These scripts prove experimental validation of the bounds provided in Proposition 3 of this paper. The bounds are proven; the scripts serve to show that the proofs are indeed correct and may be useful in other contexts as well (e.g. they can be adapted to other noise distributions than the one we considered).
This script can only be used on Sagemath. Here is a small example for the AES field (n = 8) and a Gaussian noise of standard deviation 50.

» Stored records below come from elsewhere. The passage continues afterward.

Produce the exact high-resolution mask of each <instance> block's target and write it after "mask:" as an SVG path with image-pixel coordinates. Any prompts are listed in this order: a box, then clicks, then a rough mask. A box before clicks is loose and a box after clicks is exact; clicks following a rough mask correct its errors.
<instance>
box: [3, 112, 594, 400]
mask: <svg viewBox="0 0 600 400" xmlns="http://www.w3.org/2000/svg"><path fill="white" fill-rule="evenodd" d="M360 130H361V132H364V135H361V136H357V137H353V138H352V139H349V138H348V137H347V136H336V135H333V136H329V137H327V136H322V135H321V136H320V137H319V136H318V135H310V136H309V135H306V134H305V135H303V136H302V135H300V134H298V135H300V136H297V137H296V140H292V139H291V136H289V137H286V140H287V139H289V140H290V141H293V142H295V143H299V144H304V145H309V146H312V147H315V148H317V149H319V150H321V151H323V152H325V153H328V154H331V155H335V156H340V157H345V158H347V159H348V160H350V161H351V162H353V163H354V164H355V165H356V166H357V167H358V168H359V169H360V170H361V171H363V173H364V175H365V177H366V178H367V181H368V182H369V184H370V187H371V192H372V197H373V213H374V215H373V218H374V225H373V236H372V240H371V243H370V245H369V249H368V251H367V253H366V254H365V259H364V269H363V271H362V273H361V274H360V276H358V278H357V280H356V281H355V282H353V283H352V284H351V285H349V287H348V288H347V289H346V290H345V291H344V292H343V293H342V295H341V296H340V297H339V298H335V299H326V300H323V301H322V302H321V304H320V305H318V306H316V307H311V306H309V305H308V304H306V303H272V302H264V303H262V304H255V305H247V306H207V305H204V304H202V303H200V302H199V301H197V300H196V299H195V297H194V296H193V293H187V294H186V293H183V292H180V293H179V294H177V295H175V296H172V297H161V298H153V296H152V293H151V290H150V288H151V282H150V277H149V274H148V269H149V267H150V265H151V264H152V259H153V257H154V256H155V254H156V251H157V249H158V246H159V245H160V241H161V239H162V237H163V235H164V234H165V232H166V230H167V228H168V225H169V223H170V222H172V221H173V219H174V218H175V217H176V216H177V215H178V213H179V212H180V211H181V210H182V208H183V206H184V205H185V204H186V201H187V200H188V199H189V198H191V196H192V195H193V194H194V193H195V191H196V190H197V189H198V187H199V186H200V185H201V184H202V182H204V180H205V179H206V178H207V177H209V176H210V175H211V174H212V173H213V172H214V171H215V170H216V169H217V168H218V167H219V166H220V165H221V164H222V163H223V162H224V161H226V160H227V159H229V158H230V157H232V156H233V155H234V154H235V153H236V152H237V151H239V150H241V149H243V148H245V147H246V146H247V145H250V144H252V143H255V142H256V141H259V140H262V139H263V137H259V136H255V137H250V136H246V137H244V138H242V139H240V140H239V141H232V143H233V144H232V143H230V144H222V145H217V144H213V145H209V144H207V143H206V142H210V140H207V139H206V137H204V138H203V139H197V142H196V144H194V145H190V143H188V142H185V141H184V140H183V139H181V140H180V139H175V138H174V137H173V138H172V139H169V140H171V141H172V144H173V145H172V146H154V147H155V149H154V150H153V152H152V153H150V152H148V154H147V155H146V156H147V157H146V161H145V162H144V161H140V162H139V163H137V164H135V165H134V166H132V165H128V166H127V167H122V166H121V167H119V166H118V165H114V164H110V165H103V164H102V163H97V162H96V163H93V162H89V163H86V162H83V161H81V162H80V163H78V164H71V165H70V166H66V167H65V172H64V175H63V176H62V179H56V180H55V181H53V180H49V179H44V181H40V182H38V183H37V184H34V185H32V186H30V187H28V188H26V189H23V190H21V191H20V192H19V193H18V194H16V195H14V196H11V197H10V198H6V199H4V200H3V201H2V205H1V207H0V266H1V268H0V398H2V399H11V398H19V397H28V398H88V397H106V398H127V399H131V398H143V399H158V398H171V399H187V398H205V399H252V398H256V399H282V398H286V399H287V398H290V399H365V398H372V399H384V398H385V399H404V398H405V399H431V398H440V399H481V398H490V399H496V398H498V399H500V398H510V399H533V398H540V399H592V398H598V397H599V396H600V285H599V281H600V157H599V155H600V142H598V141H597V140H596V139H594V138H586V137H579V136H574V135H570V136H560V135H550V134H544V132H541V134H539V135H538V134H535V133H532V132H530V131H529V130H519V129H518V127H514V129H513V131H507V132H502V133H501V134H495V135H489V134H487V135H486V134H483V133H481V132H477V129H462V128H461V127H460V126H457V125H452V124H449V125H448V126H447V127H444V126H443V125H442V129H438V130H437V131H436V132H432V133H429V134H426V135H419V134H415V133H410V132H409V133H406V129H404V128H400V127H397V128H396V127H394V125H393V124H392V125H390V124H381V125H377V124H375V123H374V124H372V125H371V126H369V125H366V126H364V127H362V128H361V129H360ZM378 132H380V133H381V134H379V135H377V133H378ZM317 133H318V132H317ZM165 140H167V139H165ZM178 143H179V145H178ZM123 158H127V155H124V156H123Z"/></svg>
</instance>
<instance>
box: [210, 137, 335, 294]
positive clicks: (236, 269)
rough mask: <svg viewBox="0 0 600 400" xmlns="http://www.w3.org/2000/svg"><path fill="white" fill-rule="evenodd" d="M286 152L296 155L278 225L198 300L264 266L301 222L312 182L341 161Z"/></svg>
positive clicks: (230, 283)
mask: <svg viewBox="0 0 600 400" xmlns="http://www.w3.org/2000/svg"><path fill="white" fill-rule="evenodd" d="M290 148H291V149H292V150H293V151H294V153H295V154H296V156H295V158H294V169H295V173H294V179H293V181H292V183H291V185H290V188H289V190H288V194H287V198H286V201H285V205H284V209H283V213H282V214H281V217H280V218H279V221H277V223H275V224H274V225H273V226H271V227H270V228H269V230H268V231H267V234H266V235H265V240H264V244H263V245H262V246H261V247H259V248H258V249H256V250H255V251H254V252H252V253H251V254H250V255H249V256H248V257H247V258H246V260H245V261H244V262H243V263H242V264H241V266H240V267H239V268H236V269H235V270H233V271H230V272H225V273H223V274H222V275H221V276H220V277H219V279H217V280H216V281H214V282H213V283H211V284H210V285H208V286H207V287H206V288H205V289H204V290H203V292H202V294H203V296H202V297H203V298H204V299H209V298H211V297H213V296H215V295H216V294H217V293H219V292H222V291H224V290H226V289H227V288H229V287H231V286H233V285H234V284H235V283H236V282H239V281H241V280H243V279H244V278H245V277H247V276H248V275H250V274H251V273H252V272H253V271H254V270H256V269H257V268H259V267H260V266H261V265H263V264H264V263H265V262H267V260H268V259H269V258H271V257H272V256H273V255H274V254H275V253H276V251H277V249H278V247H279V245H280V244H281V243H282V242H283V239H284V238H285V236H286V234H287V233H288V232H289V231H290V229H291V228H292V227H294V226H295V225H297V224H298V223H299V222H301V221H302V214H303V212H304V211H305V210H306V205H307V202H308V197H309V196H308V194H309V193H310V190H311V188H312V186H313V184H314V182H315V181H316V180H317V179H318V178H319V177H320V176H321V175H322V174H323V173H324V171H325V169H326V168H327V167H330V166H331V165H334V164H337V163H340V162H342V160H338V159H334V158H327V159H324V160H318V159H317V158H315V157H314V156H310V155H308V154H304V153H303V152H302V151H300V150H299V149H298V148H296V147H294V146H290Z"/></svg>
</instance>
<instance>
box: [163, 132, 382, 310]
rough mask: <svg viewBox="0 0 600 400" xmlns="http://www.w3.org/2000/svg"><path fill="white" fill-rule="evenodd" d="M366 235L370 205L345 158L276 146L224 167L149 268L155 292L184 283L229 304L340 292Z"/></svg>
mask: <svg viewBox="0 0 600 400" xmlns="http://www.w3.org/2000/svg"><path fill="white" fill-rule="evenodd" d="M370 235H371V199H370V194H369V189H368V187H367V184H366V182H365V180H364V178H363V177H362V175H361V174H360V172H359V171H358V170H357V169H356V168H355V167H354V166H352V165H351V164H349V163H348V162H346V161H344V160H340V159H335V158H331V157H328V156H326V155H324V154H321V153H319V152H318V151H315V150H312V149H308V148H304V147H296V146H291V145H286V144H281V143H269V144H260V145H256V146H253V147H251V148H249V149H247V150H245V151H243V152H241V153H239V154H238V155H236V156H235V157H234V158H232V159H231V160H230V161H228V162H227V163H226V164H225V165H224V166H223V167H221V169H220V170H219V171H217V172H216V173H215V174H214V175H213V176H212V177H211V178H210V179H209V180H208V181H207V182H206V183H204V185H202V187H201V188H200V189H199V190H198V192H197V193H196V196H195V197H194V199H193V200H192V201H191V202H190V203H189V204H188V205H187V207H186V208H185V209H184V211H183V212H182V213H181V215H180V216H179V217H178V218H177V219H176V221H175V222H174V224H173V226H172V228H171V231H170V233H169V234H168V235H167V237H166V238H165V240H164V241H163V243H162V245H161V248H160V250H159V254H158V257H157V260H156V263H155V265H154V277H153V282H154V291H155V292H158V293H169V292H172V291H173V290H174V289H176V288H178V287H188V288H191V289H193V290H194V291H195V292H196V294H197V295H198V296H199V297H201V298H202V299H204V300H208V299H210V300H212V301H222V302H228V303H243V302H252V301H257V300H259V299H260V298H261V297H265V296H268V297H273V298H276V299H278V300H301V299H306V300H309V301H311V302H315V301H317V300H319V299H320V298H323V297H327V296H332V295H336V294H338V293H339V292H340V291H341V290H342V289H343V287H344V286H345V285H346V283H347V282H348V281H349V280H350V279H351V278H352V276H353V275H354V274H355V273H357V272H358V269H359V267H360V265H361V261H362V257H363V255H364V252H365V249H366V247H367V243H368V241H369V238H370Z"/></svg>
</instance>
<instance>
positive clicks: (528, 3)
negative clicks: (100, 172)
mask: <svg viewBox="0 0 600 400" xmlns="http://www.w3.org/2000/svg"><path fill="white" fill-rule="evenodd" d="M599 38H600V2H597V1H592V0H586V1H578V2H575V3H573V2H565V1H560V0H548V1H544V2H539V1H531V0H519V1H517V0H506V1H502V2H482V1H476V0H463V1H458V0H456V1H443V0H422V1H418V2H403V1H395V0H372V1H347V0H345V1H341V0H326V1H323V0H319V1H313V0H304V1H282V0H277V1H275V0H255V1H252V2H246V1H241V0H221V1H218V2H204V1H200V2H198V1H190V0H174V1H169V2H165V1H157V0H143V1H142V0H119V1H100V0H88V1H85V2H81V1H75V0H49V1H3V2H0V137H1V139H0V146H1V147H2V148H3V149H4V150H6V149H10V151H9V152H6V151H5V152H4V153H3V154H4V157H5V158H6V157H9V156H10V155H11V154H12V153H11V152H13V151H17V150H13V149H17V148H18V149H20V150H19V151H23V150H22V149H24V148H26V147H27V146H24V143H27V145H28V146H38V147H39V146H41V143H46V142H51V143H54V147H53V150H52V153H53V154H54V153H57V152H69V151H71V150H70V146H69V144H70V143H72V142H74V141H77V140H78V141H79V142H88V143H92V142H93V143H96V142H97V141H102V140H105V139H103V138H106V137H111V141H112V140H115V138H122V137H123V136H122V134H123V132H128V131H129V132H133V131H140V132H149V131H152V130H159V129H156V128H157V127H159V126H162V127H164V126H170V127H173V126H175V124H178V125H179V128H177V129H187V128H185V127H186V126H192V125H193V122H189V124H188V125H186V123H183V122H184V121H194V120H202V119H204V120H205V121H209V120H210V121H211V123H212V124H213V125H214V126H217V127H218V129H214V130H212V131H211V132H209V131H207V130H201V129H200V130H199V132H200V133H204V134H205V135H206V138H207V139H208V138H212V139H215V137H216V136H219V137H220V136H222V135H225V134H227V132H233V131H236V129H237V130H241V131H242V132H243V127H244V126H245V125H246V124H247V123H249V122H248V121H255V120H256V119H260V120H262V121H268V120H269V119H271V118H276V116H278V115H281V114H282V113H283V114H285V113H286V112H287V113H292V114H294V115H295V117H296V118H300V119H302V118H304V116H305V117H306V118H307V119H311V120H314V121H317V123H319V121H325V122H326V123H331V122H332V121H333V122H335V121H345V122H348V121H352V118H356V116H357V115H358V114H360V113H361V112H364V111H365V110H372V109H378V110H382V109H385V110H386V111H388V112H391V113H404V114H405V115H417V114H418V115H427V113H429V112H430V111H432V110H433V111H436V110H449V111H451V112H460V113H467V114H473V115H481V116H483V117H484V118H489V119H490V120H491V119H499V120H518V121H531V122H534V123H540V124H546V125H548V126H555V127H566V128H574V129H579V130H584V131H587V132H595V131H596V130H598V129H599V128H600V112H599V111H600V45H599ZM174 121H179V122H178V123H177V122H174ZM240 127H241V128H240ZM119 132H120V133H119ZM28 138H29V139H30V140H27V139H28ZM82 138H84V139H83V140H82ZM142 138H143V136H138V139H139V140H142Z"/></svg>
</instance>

sage: attach("leakage.sage")
sage: compute_noise(8, sigma=50)
Parameters
==========
Size of the field : N = 256
Max. Hamming weight : n = 8
Standard deviation : sigma = 50
Tailcut rate : tau = 19
Warning: not in the asymptotic regime for RE
(but asymptotic regime for ARE, SD and EN is OK).
Try setting (sigma > 5 * n * tau) to be in that asymptotic regime too.
RE(X|Y) = 2.97075320220171
RE(X|Y) * sigma / (tau * n) = 0.977221448092669
1 / 2 = 0.500000000000000
ARE(X|Y) = 0.066469770504
ARE(X|Y) * sigma / n = 0.41543606565
1 / sqrt(2 * pi) = 0.398942280401
SD(X|Y) = 0.00877843993091969
SD(X|Y) * sigma / sqrt(n) = 0.155182360084802
1 / (2 * pi) = 0.159154943092
EN(X|Y) = 0.00141124735097700
EN(X|Y) * sigma * sqrt(N / n) = 0.399161028722954
1 / sqrt(2 * pi) = 0.398942280401We can see that formulae for ARE(X|Y), SD(X|Y) and EN(X|Y) are close to the theoretical estimates. The formula for RE(X|Y) has a slower convergence rate than the other ones, and the code raises a warning if parameters are too low for the asymptotic regime to kick in.